Last October, the Yemeni government came to the CIA with a request: Could the agency collect intelligence that might help target the network of a U.S.-born al-Qaeda recruiter named Anwar al-Aulaqi?
What happened next is haunting, in light of subsequent events: The CIA concluded that it could not assist the Yemenis in locating Aulaqi for a possible capture operation. The primary reason was that the agency lacked specific evidence that he threatened the lives of Americans — which is the threshold for any capture-or-kill operation against a U.S. citizen. The Yemenis also wanted U.S. Special Forces’ help on the ground in pursuing Aulaqi; that, too, was refused.

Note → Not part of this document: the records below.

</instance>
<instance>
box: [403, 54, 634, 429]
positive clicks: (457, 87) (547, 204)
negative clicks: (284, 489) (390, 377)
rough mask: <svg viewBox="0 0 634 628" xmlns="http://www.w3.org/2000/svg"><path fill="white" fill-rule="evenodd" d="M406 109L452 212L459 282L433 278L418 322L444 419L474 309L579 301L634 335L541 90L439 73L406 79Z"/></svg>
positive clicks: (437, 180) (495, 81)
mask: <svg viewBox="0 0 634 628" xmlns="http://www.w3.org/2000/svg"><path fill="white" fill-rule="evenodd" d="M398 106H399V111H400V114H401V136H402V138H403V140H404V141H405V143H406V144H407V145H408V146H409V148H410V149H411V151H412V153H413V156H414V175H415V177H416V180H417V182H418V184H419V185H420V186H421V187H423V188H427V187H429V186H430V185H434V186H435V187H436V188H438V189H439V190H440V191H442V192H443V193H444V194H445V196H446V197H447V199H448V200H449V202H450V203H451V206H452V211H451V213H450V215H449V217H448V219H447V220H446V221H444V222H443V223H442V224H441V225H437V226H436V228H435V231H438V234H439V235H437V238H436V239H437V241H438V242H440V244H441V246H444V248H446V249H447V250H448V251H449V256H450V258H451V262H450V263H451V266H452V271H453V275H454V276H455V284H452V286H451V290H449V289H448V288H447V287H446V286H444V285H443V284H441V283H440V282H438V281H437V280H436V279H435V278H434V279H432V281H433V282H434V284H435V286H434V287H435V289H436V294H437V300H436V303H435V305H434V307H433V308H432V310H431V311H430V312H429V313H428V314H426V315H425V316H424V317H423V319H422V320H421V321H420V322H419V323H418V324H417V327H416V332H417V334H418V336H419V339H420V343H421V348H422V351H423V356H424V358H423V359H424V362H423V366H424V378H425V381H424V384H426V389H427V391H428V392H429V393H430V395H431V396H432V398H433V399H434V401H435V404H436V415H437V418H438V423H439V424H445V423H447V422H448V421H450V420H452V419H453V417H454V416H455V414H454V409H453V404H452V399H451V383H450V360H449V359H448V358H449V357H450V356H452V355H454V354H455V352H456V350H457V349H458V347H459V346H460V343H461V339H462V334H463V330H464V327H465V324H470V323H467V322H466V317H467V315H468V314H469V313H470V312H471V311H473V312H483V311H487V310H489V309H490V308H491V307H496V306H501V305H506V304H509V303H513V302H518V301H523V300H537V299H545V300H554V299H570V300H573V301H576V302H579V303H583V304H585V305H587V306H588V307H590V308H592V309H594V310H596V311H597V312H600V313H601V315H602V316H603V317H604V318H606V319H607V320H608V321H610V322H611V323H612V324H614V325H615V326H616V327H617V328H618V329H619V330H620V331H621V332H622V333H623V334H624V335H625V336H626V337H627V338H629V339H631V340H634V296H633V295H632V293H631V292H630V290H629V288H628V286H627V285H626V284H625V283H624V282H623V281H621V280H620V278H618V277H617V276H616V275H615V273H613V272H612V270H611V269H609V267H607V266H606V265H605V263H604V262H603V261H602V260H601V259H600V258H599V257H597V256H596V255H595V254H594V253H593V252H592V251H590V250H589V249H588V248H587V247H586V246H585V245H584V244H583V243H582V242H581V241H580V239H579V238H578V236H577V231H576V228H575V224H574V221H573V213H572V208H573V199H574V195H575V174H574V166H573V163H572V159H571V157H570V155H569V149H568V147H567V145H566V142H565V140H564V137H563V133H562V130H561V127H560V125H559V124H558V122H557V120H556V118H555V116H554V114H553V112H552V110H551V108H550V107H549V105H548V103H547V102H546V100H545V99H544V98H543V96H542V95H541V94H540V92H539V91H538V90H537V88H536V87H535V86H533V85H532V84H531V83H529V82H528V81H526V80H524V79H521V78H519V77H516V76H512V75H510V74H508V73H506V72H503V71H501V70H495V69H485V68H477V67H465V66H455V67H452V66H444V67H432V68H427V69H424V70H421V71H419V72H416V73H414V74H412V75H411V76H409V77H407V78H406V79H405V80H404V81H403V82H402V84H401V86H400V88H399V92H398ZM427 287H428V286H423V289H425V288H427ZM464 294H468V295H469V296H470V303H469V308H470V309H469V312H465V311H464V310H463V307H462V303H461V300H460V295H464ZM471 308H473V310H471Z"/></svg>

Even if the CIA had obtained hard evidence in October that Aulaqi was a threat, and Special Forces had been authorized for a capture operation, permission from the National Security Council would have been needed. That’s because any use of lethal force against a “U.S. person,” such as Aulaqi, requires White House review.
The subsequent chain of events was a chilling demonstration of Aulaqi’s power as an al-Qaeda facilitator: On Nov. 5, U.S. Army Maj. Nidal Hasan killed 13 of his fellow soldiers at Fort Hood, Tex.; Hasan had exchanged 18 or more e-mails with Aulaqi in the months before the shootings, according to the Associated Press. Then, on Christmas Day, Umar Farouk Abdulmutallab, a Nigerian who had been living in Yemen, tried to blow up an airliner bound for Detroit; he is said to have confessed later that Aulaqi was one of his trainers for this mission.